A Dry White Season by Andre Brink | Book Review

We're told right from the beginning about the troubling deaths of two black South Africans: Gordon Ngubene and his son Jordan. Gordon used to be a janitor at the school where Ben Du Toit, the protagonist, teaches history and geography. Gordon and Ben got to know each other better after Ben helped Gordon out of a tight spot. Ben also took on the responsibility of paying for Jordan's tuition because Jordan seemed like such a promising young kid. All that young promise vaporized when Jordan reached his mid-teens and morphed into a restless fool, boiling with teen angst and unwilling to continue schooling. It's not long before he disappears unexpectedly. There's something really shady about his disappearance and the subsequent police "investigation" that bothers Gordon. Gordon quits his job at the school and goes underground to investigate the circumstances surrounding his son's death but he also disappears and returns as a dead body. Ben Du Toit takes it upon himself to investigate the deaths of these two black men in apartheid South Africa.

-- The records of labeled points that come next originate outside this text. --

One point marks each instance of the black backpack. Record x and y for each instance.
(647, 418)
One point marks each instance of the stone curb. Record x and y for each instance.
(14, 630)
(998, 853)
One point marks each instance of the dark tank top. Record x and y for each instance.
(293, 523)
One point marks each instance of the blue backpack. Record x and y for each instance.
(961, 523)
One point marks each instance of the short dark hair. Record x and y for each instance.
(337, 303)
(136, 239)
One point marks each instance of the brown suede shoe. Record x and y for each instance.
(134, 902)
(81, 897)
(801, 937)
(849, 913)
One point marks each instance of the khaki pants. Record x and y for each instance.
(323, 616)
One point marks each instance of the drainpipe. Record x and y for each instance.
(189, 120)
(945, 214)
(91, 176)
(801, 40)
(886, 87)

His hunt for truth and justice come at great personal cost and threatens everything he has - his family, his job, his privacy, his personal safety, and his mental health - but he ploughs on, impervious to the pleas of family and friends. Can Ben Du Toit expose South Africa's police and the country's corrupt legal system?

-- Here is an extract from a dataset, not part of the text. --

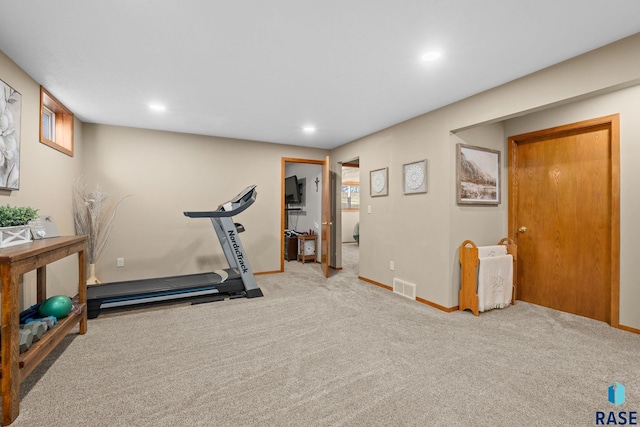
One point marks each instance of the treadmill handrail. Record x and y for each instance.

I dislike forewords, prologues, and introductions in novels. The more pages a writer devotes to his or her prologue, the less chance I'll read the entire thing. I always just want to begin at chapter one. Thankfully, I didn't read this particular foreword until I was done with the novel and its epilogue (I don't mind epilogues) because it would have ruined the entire novel for me. If you do decide to read the thirty-five pages of this novel's foreword there will be little surprise ahead for you and you're going to want to find a reason to keep flipping pages because A Dry White Season isn't that engrossing.

Ben Du Toit is a white man in a racially segregated South Africa who's deeply disturbed by the unjust treatment of blacks and the disgusting cover-ups of their murders by the government. With all of the issues at stake in this novel I expected to be on Ben's side but I'm not moved by him. His naivety is astounding, unnerving and irritating at times. The mere fact that a middle-aged man in that environment still had complete trust in the justice system caused me to lose faith in him and his ability to bring the killers to justice. Is Andre Brink using Ben Du Toit to depict the naivety that results from being in a privileged racial class or is Ben Du Toit just ignorant? Even his confrontation of authority was childish and reckless which is serious because of the potential consequences that could result from being so "fearless". Ben Du Toit is not a martyr for South African blacks but I applaud his earnest efforts and his pushing forth despite all odds. A Dry White Season feels like it's supposed to be a highly compelling portrait of the injustices in apartheid South Africa or something of that sort. I had some difficulty getting through it but in retrospect the novel seems more engaging than it really was. I wish it had been a much better read.